VMware NSX

Expand all | Collapse all

Wrong BGP next hop programming

  • 1.  Wrong BGP next hop programming

    Posted Dec 02, 2017 04:35 PM

    Hi,

    Please consider below topology:

    DLR1(AS65001)             --->           ESG1(AS65001)        ------------------------------> Physical Router(AS65002)

    192.168.1.1/30                    192.168.1.2/30                      192.168.100.3/24            192.168.100.1/24

    - Static route 172.16.0.0/19 is configured on DLR1 and redistributed via BGP to ESG1

    - ESG1 advertises stiatic route 172.16.0.0/29 to Physical Router

    - static route 172.16.0.0/19 is advertised from ESG1 to Physical router with 192.168.1.1 as Next Hop which is wrong and Physical router didn't install the static route

    I believe the Next Hop attribute programming is incorrect when ESG1 advertise the route to physical router, NEXT Hop must be 192.168.100.3 instead of physical Router IP address (ie 192.168.1.1)

    Please find attached output from ESG, the output includes:

    - Routes advertised to Physical router 192.168.100.1

    - Routes received from DLR1 : 192.168.1.1

    - directly connected routes on ESG1

    Best Regards

    Abdelfatah ELARFAOUI



  • 2.  RE: Wrong BGP next hop programming

    Posted Dec 02, 2017 04:40 PM

    to reproduce the issue please consider the order of vaporization as below:

    - Creates static route then redistribute the static route

    or

    - Activate the redistribution and check static route/connected then create static route then clear bgp peer with the physical router



  • 3.  RE: Wrong BGP next hop programming

    Posted Dec 02, 2017 04:57 PM

    Sorry for typo:

    Correct description:

    - Static route 172.16.0.0/19 is configured on DLR1 and redistributed via BGP to ESG1

    - ESG1 advertises stiatic route 172.16.0.0/29 to Physical Router

    - static route 172.16.0.0/19 is advertised from ESG1 to Physical router with 192.168.100.1 as Next Hop which is wrong and Physical router didn't install the static route

    I believe the Next Hop attribute programming is incorrect when ESG1 advertise the route to physical router, NEXT Hop must be 192.168.100.3 instead of physical Router IP address (ie 192.168.100.1)

    Please find attached output from ESG, the output includes:

    - Routes advertised to Physical router 192.168.100.1

    - Routes received from DLR1 : 192.168.1.1

    - directly connected routes on ESG1



  • 4.  RE: Wrong BGP next hop programming

    Posted Dec 03, 2017 11:07 AM

    I couldn't find the attachment on this reply



  • 5.  RE: Wrong BGP next hop programming

    Posted Dec 02, 2017 05:06 PM

    If I remove static route then recreate it, the NEXT HOP programming is correct and route is advertised to Physical Router with ESG1 IP address 192.168.100.3 Thus Route is installed on Physical router.
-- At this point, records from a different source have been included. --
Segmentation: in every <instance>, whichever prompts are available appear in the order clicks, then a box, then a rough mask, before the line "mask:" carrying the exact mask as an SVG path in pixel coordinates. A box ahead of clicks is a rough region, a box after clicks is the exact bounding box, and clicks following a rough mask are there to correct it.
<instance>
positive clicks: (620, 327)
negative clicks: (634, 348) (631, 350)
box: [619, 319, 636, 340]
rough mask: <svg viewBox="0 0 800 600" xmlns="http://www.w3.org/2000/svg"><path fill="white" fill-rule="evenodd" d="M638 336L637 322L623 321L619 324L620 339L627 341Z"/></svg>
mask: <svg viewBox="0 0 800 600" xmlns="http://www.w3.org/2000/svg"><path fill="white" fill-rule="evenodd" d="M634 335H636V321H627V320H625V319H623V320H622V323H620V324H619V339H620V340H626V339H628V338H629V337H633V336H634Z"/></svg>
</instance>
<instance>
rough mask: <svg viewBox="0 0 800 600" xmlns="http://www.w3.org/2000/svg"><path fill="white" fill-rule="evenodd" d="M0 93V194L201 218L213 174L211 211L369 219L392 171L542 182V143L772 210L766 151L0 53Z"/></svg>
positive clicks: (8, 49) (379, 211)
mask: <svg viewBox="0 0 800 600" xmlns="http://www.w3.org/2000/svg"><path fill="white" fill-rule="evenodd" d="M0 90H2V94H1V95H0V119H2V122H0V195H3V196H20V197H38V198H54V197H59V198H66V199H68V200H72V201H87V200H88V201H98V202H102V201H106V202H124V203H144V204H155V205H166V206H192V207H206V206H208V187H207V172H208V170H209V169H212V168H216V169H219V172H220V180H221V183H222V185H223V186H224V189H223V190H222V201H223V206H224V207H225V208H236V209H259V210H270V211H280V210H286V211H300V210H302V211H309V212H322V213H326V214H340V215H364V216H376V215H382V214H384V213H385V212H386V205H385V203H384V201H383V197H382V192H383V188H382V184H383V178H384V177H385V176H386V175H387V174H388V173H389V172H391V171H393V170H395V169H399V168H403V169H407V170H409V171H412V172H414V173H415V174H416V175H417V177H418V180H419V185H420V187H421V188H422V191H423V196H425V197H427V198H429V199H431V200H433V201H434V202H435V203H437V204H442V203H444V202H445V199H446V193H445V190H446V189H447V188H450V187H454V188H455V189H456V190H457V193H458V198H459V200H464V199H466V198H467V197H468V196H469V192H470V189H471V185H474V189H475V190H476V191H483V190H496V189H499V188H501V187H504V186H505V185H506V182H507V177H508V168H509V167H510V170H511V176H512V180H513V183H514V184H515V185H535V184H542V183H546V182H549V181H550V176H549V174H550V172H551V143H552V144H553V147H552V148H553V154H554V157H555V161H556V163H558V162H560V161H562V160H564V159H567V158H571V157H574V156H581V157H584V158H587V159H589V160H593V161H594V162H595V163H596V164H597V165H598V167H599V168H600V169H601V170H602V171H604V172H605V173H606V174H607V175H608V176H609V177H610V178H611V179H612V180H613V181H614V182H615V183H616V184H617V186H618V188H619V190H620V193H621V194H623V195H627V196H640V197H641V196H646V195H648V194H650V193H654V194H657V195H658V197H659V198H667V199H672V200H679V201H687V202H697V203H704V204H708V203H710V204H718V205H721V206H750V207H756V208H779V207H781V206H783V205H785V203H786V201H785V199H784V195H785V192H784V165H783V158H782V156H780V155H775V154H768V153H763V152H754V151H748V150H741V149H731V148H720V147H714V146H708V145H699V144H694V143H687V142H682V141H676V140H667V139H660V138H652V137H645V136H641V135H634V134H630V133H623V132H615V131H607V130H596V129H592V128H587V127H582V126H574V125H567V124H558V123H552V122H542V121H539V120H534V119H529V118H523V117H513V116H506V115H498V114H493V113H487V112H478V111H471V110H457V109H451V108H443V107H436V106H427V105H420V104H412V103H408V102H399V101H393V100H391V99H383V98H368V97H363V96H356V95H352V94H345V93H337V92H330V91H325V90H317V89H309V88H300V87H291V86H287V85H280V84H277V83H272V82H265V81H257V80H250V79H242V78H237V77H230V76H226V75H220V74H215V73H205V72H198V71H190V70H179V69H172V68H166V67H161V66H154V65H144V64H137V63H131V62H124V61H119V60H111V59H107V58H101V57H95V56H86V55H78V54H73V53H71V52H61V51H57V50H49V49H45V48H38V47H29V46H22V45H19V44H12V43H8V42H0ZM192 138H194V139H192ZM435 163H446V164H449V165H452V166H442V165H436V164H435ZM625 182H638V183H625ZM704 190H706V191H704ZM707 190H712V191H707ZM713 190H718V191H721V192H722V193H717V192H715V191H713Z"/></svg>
Please check attached output from ESG1

    Once the clear bgp session with physical router, ESG1 will advertise the static route with 192.168.100.1 as NEXT HOP which is wrong



  • 6.  RE: Wrong BGP next hop programming

    Posted Dec 03, 2017 09:02 AM

    There is probably a routing loop where the physical router advertise back the static route to the ESG or static route with that next hop.

    Could you share your static routes and the route filtering configuration?



  • 7.  RE: Wrong BGP next hop programming

    Posted Dec 03, 2017 10:55 AM

    There is no loop my friend, the topology is really a Flat topology!!

    I have included the procedure to reproduce this strange behavior which is not aligned with BGP RFC

    Best Regards

    Abdelfatah ELARFAOUI

    IP/MPLS Expert | CCIE R&S

    https://www.linkedin.com/in/elarfaouiabdelfatah/



  • 8.  RE: Wrong BGP next hop programming

    Posted Dec 03, 2017 08:53 AM

    Hi, BGP next hop is not changed on iBGP sessions.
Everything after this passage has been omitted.